To increase to 50 ms:
#![allow(unused)]
fn main() {
pub const QUANTUM_TICKS: u32 = 50;
}
Thread-safe Async Executor
Global state
| Static | Type | Purpose |
|---|---|---|
TASK_QUEUE | Mutex<VecDeque<Task>> | Tasks ready to be polled |
WAIT_MAP | Mutex<BTreeMap<TaskId, Task>> | Tasks waiting for a waker |
WAKE_QUEUE | Arc<ArrayQueue<TaskId>> | Lock-free waker notifications (ISR-safe) |
WAKER_CACHE | Mutex<BTreeMap<TaskId, Waker>> | One Waker per live task; keeps Arc count ≥ 2 to prevent ISR deallocation |
TASK_QUEUE and WAIT_MAP use SpinMutex (a spin::Mutex wrapper with
deadlock detection). On a single CPU with preemption, a thread can be
preempted while holding a spinlock; the new thread spinning on the same lock
will waste its quantum and yield back, at which point the original thread
releases the lock. If this doesn’t resolve within ~100 ms (SPIN_LIMIT
iterations), SpinMutex panics with a serial diagnostic rather than hanging
silently.
ISR-safe waker deallocation (WAKER_CACHE)
Both the timer ISR (timer::tick) and the keyboard ISR call Waker::wake(),
which consumes the stored Waker. If that were the last Arc<TaskWaker>
reference, the Drop impl would call into linked_list_allocator, whose
spinlock may already be held by the preempted thread → deadlock.
WAKER_CACHE (Mutex<BTreeMap<TaskId, Waker>>) holds one cached Waker per
live task, keeping the Arc strong count ≥ 2 whenever an ISR-accessible copy
exists. The ISR’s drop reduces the count from 2 → 1; the cache’s copy is only
freed from executor context when a task completes (Poll::Ready).
Task: Send requirement
Task::new requires Future<Output = ()> + Send + 'static. All built-in
tasks (timer, keyboard, example) satisfy this because they only hold values
that are Send (atomics, Mutex-guarded globals, simple scalars).

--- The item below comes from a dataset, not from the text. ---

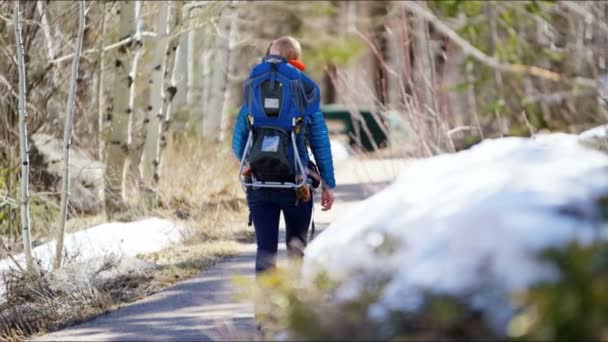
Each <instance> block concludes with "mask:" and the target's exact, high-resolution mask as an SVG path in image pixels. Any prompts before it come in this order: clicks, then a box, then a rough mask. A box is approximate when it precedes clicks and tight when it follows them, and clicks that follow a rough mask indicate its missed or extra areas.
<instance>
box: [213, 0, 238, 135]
mask: <svg viewBox="0 0 608 342" xmlns="http://www.w3.org/2000/svg"><path fill="white" fill-rule="evenodd" d="M230 7H232V12H233V14H232V19H231V21H230V22H231V23H230V27H229V32H230V34H229V35H228V49H227V53H226V63H227V67H226V74H225V76H224V101H223V103H222V112H221V116H220V131H219V136H218V140H219V141H224V138H225V134H226V129H227V125H228V116H229V115H230V111H231V110H233V108H232V106H233V105H234V104H233V102H234V101H232V91H233V90H232V87H230V85H229V82H231V80H230V78H231V75H233V74H234V70H235V67H236V66H235V65H234V64H235V62H236V61H237V60H238V59H237V58H235V57H236V56H234V52H233V49H234V46H235V44H236V41H237V33H238V30H237V27H236V26H237V21H238V18H239V13H238V11H239V9H238V7H237V3H236V1H232V2H231V4H230Z"/></svg>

spawn(task) and run_worker()
executor::spawn pushes a Task into TASK_QUEUE. executor::run_worker
loops:
- Move tasks whose wakers fired from
WAIT_MAP→TASK_QUEUE. - Poll every task in
TASK_QUEUE. IfPending, move toWAIT_MAP. sleep_if_idle: disable interrupts, checkWAKE_QUEUE, then atomically re-enable + HLT (prevents missed-wakeup race).
Locking Rules
| Lock | Where held | Rule |
|---|---|---|
SCHEDULER | ISR and non-ISR | Non-ISR callers must use `without_interrupts( |
TASK_QUEUE | Non-ISR only | Released before polling to allow spawn() inside poll |
WAIT_MAP | Non-ISR only | Released before locking TASK_QUEUE to avoid ordering inversion |
WAKER_CACHE | Non-ISR only | Released before polling |
timer::WAKERS | ISR (tick) + non-ISR (Delay::poll) | Non-ISR uses without_interrupts |
The ISR already runs with IF = 0, so it never needs to call
without_interrupts.
Deadlock Detection
All spin::Mutex locks have been replaced with SpinMutex
(libkernel/src/spin_mutex.rs), which counts spin iterations and panics
after a threshold:
| Lock type | Threshold | Rationale |
|---|---|---|
SpinMutex | 100,000,000 (~100 ms) | Well beyond the 10 ms quantum; allows for legitimate preemption contention |
IrqMutex | 10,000,000 (~10 ms) | Interrupts are disabled — no preemption, so any contention is a true deadlock |
On timeout, deadlock_panic() writes directly to serial port 0x3F8
(bypassing SERIAL1’s lock) and then panics. This turns silent hangs into
actionable diagnostics.
Demonstrating Preemption
Add a spinning task to confirm no starvation:
#![allow(unused)]
fn main() {
executor::spawn(Task::new(async {
loop { core::hint::spin_loop(); }
}));
}
Without preemption this would freeze the kernel. With the scheduler, the
LAPIC timer fires every 10 ms and rotates to the next thread, so
[timer] tick: Ns elapsed still appears every second.